We can see that AUC value is around 0.8582 as well as Accuracy of our model is around 0.8143 which are quite equal so Model is good.
Test Data
setwd("D:/Welingkar/Competitions/Anaholix/Round2/Q2")
dfrTests <- read.csv("./Test_Bank_Default.csv", header=T, stringsAsFactors=F)
head(dfrTests)
## age ed employ address income debtinc creddebt othdebt
## 1 36 1 16 13 32 10.9 0.544128 2.943872
## 2 50 1 6 27 21 12.9 1.316574 1.392426
## 3 40 1 9 9 33 17.0 4.880700 0.729300
## 4 31 1 5 7 23 2.0 0.046000 0.414000
## 5 29 1 4 0 24 7.8 0.866736 1.005264
## 6 25 2 1 3 14 9.9 0.232848 1.153152
Missing Data
#sum(is.na(dfrModel$Age))
lapply(dfrTests, FUN=detect_na)
## $age
## [1] 0
##
## $ed
## [1] 0
##
## $employ
## [1] 0
##
## $address
## [1] 0
##
## $income
## [1] 0
##
## $debtinc
## [1] 0
##
## $creddebt
## [1] 0
##
## $othdebt
## [1] 0
Predict
resVal <- predict(mgmModel, dfrTests, type="response")
prdSur <- ifelse(resVal > 0.5, 1, 0)
Observations
Accuracy is very good, it is around 0.77
Test Data Confusion Matrix
resVal <- predict(mgmModel, dfrTests, type="response")
prdSur <- ifelse(resVal > 0.5, 1, 0)
prdSur <- as.factor(prdSur)
levels(prdSur) <- c("0", "1")
dfrTests <- mutate(dfrTests, Result=resVal, Prd_Outcome=prdSur)
head(dfrTests)
## age ed employ address income debtinc creddebt othdebt Result
## 1 36 1 16 13 32 10.9 0.544128 2.943872 0.009064256
## 2 50 1 6 27 21 12.9 1.316574 1.392426 0.078631691
## 3 40 1 9 9 33 17.0 4.880700 0.729300 0.668995166
## 4 31 1 5 7 23 2.0 0.046000 0.414000 0.079696639
## 5 29 1 4 0 24 7.8 0.866736 1.005264 0.368739528
## 6 25 2 1 3 14 9.9 0.232848 1.153152 0.408039825
## Prd_Outcome
## 1 0
## 2 0
## 3 1
## 4 0
## 5 0
## 6 0
write.csv(dfrTests, "Test_Prediction_Q2.CSV")

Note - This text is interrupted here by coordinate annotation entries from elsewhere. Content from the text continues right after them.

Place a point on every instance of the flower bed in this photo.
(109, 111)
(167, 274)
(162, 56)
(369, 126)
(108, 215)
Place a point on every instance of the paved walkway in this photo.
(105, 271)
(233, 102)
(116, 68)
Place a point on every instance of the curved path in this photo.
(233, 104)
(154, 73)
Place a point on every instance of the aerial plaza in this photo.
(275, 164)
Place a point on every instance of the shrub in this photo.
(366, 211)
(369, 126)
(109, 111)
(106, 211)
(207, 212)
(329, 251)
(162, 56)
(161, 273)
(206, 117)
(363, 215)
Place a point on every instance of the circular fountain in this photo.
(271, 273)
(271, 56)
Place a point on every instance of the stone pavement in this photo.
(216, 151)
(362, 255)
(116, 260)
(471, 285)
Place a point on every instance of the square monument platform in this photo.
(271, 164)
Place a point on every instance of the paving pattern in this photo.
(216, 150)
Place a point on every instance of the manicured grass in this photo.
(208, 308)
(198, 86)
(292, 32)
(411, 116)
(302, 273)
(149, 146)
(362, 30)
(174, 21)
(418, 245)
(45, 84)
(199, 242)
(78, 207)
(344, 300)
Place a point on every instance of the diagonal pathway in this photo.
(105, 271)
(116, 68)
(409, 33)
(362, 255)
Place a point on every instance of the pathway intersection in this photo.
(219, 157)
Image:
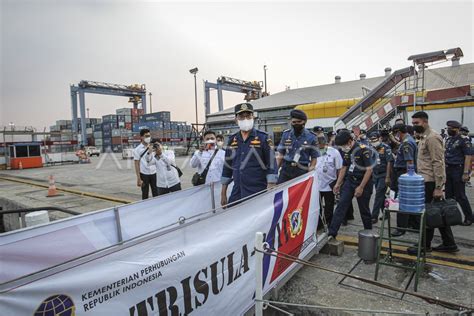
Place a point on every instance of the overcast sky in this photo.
(48, 45)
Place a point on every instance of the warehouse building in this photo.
(448, 94)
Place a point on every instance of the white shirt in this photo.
(166, 175)
(330, 162)
(201, 159)
(147, 165)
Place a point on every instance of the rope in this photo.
(431, 300)
(269, 303)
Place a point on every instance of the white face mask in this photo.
(245, 125)
(375, 144)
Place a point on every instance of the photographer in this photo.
(167, 177)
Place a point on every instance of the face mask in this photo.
(298, 127)
(245, 125)
(376, 144)
(419, 129)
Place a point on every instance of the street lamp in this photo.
(194, 72)
(265, 78)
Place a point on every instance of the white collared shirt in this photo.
(147, 165)
(166, 175)
(326, 168)
(201, 159)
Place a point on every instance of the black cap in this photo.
(374, 135)
(399, 128)
(343, 138)
(298, 114)
(318, 129)
(243, 107)
(453, 124)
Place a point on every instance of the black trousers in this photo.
(289, 172)
(456, 188)
(446, 232)
(149, 181)
(329, 200)
(174, 188)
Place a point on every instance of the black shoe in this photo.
(443, 248)
(467, 222)
(397, 233)
(413, 251)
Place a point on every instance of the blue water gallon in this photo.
(411, 191)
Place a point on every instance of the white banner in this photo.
(204, 268)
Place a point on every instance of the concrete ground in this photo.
(450, 277)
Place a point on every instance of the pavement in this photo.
(109, 178)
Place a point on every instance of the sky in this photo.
(48, 45)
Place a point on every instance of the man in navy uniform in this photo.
(297, 151)
(381, 172)
(458, 165)
(354, 181)
(249, 158)
(406, 155)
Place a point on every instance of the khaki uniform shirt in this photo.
(430, 159)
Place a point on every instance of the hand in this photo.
(465, 177)
(270, 185)
(358, 192)
(438, 194)
(223, 200)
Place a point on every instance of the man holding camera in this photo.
(145, 168)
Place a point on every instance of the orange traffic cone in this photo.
(52, 187)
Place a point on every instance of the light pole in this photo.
(194, 72)
(151, 107)
(265, 78)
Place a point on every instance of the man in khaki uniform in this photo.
(430, 163)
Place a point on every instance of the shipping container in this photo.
(124, 111)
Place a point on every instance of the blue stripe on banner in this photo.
(278, 208)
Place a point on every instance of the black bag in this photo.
(434, 215)
(452, 215)
(442, 213)
(199, 179)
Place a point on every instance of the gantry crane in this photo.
(135, 92)
(252, 90)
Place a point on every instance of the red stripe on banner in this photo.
(295, 220)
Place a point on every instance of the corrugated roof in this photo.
(437, 78)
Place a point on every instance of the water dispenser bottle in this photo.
(411, 191)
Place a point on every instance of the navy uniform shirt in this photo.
(357, 160)
(406, 151)
(304, 144)
(383, 157)
(457, 148)
(250, 163)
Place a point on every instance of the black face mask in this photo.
(298, 128)
(419, 129)
(452, 132)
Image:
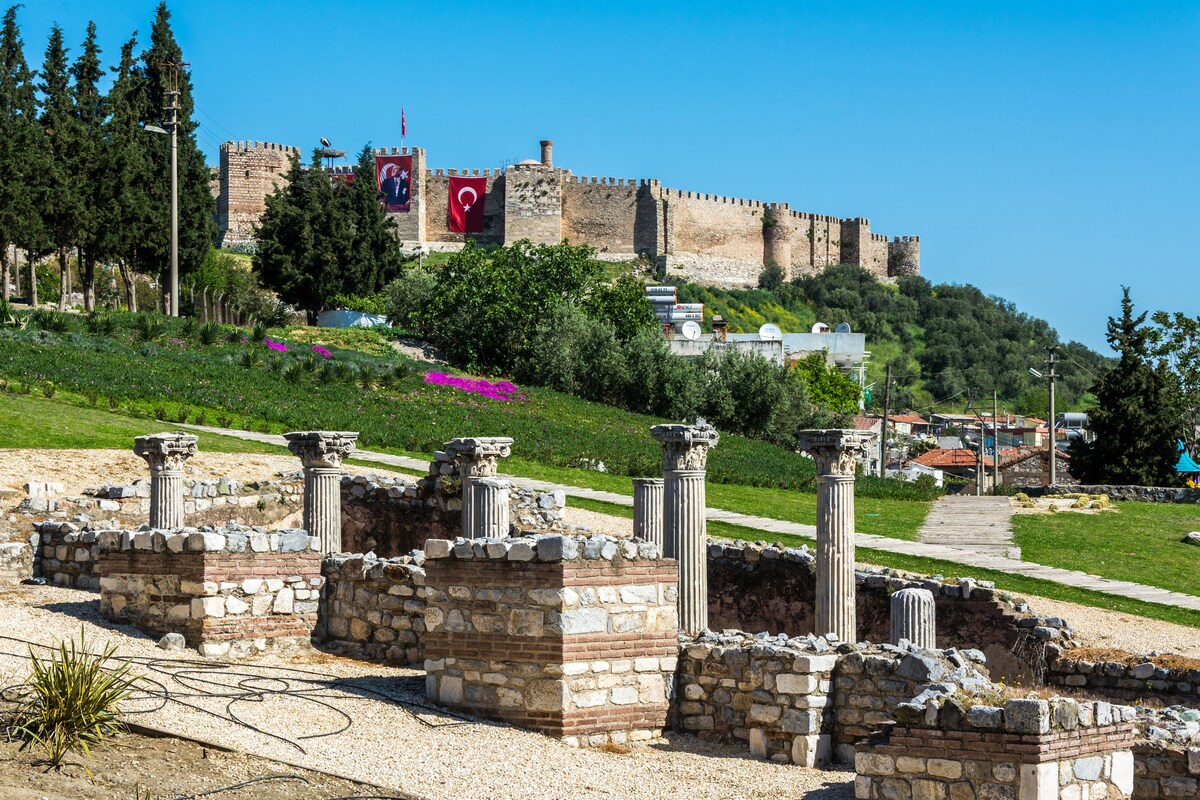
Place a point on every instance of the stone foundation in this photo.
(372, 608)
(1027, 750)
(231, 591)
(575, 638)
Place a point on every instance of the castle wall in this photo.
(533, 204)
(250, 170)
(615, 215)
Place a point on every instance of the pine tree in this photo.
(197, 209)
(63, 205)
(125, 204)
(1138, 420)
(22, 151)
(90, 109)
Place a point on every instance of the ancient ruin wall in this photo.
(250, 170)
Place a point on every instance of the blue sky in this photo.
(1044, 152)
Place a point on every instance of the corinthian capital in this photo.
(685, 446)
(835, 451)
(166, 452)
(322, 449)
(479, 456)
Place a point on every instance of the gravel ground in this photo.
(396, 744)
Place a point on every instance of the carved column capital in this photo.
(478, 456)
(835, 450)
(166, 452)
(685, 446)
(322, 449)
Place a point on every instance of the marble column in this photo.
(648, 510)
(475, 457)
(684, 528)
(166, 453)
(835, 453)
(913, 618)
(322, 453)
(491, 515)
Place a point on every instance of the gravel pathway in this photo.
(401, 745)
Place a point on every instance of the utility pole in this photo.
(1050, 426)
(171, 114)
(995, 440)
(883, 429)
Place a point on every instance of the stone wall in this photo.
(759, 588)
(576, 638)
(229, 591)
(1025, 750)
(1131, 493)
(16, 563)
(1131, 678)
(373, 608)
(249, 172)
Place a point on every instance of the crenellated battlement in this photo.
(702, 236)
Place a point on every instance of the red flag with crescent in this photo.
(394, 178)
(467, 204)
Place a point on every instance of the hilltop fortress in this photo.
(703, 238)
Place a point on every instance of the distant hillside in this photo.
(941, 341)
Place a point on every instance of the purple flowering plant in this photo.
(499, 390)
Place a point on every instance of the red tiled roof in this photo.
(958, 457)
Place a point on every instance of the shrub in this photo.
(70, 701)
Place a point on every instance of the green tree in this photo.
(197, 209)
(22, 152)
(90, 110)
(1138, 419)
(63, 204)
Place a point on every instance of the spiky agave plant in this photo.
(70, 699)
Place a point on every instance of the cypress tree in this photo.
(63, 206)
(90, 109)
(1138, 419)
(197, 209)
(22, 152)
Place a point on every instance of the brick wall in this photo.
(576, 638)
(229, 594)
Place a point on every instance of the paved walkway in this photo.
(981, 559)
(983, 524)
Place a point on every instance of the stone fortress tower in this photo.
(703, 238)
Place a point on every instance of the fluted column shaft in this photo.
(490, 507)
(913, 618)
(648, 510)
(687, 541)
(835, 557)
(167, 498)
(323, 506)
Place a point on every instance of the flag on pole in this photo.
(467, 204)
(394, 179)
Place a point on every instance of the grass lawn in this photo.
(1139, 543)
(36, 422)
(1017, 584)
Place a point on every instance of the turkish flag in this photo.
(394, 178)
(467, 204)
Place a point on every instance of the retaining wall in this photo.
(229, 593)
(576, 638)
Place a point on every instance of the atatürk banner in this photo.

There was total data set of 700 records of past bank loan default history of a private bank, It contains their details along with who is defaulted or not.
Data Set is divided in two part one is Train data for building a model while other one is Test data to test the model.